Hi all
for a few days we migrated our website from ZEO Data.fs to RelStorage (with PostgreSQL). The migration went fine but now we are noticing that the website is almost 2x slow that what it used to be
The configuration looks like this on zope.conf
:
<relstorage>
keep-history false
blob-dir var/blobstorage
blob-cache-size 2gb
cache-local-mb 200
cache-local-dir var/relstorage-cache
<postgresql>
dsn dbname='datafs' user='relstorage' host='aa.bb.cc.dd' password='xxx'
</postgresql>
</relstorage>
I have an assorted list of findings, no conclusions at all so far (that's why I'm here ).
py-spy
I used to inspect the website for performance with py-spy
and when I started doing the same, now with RelStorage in the mix, I get the following warnings from py-spy
:
py-spy> 36.69s behind in sampling, results may be inaccurate. Try reducing the sampling rate
And interestingly enough, trying a request, with py-spy
tracing, takes ages (minutes), stopping py-spy
gets the pages so much more faster.
Looks like py-spy
is somewhat blocking the process?
If I have enough patience and wait for a request to be finished, the flamegraph, oh surprise, it shows that RelStorage
code paths are the ones that take the more samples...
Cython ?
Then I thought that, given that RelStorage
is using Cython
to optimize its code, we might not benefit from that, and instead we get the plain python version... turns out zc.buildout
/pip
installs a wheel file:
Fetching RelStorage 4.0.0a1 from: https://files.pythonhosted.org/packages/9d/26/a49cb7df2be4697ac0b67a7892e06cef8a87b133cf95e4c48e7191faebc7/RelStorage-4.0.0a1-cp38-cp38-manylinux_2_5_x86_64.manylinux1_x86_64.manylinux_2_12_x86_64.manylinux2010_x86_64.whl#sha256=b4f2d4e967c02bfba6370aec38ad4cec86dc89daaa24cc12491a1c9f1a4d03a5
Here I was testing the alpha release, to check if indeed, a wheel is downloaded, we are using RelStorage==3.5.0
with psycopg2-binary = 2.9.8
and PostgreSQL
server is at version 15.4
.
Persistent caching
On the configuration we state cache-local-dir var/relstorage-cache
so that cache is persisted across restarts. Well, turns out that not for us
$ ls -lh var/relstorage-cache/
-rw-r--r-- 1 s-derfreitag service 16K Nov 10 14:58 relstorage-cache2-datafs.sqlite3
16kb
?!?! Am I missing anything to get the persistent caching to work?

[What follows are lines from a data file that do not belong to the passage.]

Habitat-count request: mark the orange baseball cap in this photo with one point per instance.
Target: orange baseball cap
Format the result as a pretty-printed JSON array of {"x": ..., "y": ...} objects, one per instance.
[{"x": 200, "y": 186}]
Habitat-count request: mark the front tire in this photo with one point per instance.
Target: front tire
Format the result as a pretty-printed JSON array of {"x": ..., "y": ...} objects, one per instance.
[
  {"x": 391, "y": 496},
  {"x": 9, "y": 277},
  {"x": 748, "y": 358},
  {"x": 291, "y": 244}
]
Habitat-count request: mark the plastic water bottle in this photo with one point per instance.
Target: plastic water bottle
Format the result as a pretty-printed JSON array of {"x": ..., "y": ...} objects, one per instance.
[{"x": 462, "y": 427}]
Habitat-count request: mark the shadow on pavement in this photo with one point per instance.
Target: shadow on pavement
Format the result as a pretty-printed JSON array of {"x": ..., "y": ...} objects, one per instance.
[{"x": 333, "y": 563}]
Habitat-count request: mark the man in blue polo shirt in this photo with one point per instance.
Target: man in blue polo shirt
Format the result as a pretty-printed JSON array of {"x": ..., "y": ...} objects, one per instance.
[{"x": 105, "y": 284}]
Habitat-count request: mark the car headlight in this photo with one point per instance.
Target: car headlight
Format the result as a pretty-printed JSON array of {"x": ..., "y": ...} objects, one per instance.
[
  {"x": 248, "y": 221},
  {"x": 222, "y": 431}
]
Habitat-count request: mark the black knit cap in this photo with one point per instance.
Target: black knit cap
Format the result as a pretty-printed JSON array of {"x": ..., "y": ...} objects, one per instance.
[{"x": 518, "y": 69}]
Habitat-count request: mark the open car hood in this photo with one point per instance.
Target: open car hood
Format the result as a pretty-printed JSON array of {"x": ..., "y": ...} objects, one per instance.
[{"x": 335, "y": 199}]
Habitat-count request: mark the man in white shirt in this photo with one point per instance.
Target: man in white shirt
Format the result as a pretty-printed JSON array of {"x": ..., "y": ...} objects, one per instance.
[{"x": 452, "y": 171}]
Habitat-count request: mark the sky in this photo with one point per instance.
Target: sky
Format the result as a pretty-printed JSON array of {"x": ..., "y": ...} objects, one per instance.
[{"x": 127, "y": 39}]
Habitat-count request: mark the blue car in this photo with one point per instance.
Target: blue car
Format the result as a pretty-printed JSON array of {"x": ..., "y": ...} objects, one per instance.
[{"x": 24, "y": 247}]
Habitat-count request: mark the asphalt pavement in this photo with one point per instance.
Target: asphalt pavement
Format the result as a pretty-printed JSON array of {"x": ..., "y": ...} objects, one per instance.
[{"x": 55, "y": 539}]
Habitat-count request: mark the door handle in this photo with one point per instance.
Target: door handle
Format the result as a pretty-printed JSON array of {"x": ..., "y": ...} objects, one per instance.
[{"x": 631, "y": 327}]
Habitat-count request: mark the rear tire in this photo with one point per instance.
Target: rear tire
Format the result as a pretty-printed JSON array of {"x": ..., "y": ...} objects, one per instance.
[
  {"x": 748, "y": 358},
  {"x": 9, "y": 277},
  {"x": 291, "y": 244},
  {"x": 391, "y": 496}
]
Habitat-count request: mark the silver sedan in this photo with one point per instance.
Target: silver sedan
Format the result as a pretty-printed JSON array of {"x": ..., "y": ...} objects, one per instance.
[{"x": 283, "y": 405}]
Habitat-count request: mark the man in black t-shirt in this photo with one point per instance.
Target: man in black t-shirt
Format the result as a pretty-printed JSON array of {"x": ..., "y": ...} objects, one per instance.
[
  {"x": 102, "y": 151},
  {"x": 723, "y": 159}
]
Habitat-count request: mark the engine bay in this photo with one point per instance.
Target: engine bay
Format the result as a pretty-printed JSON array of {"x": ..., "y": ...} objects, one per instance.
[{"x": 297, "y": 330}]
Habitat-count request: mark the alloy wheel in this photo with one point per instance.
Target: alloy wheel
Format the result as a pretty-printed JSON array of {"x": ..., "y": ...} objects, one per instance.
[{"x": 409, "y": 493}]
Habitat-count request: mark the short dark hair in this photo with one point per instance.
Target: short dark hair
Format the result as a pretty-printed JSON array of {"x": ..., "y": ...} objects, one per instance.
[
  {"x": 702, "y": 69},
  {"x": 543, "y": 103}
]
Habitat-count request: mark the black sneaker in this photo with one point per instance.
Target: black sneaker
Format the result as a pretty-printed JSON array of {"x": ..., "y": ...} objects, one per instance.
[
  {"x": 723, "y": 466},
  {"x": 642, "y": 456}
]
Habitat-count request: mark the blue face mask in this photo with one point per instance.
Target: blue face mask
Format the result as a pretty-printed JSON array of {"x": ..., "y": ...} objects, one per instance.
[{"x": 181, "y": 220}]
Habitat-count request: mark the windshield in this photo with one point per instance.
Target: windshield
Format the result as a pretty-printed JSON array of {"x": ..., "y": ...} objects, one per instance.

I filed an upstream report for this.
Client Caching Tracing
I had a look at the tracing functionality and it is working, +90% hit rate does not sound that bad:
loads hits inv(h) writes hitrate
Nov 10 14:58-58 0 0 0 0 n/a
Nov 10 14:58:59 ==================== Restart ====================
Nov 10 14:58-59 14948 6 0 14942 0.0%
Nov 10 15:00-14 587030 341392 0 245641 58.2%
Nov 10 15:15-29 566485 553804 0 12875 97.8%
Nov 10 15:30-44 557521 518122 0 39837 92.9%
Nov 10 15:45-59 514945 506393 0 8772 98.3%
Nov 10 16:00-14 426124 385536 0 40673 90.5%
Nov 10 16:15-29 430301 422432 0 7900 98.2%
Nov 10 16:30-44 554803 523956 0 30850 94.4%
Nov 10 16:45-59 207864 202747 0 5126 97.5%
Nov 10 17:00-14 574693 530792 0 43904 92.4%
Nov 10 17:15-29 946277 924465 0 21922 97.7%
Nov 10 17:30-44 456647 440533 0 16114 96.5%
Nov 10 17:45-48 183321 173959 0 9365 94.9%
Read 6,518,881 trace records (221,640,602 bytes) in 28.7 seconds
Versions: 0 records used a version
First time: Fri Nov 10 14:58:59 2023
Last time: Fri Nov 10 17:48:47 2023
Duration: 10,188 seconds
Data recs: 6,022,058 (92.4%), average size 442 bytes
Hit rate: 91.7% (load hits / loads)
Count Code Function (action)
1 00 _setup_trace (initialization)
496,822 20 load (miss)
5,524,137 22 load (hit)
497,921 52 store (current, non-version)
So the RAM cache does work, but the persistent one does not, but still it's noticeably slower, and we are using the history free version because we read that it's faster than the history preserving
I'm a bit clueless, any kind soul has any input/ideas to try?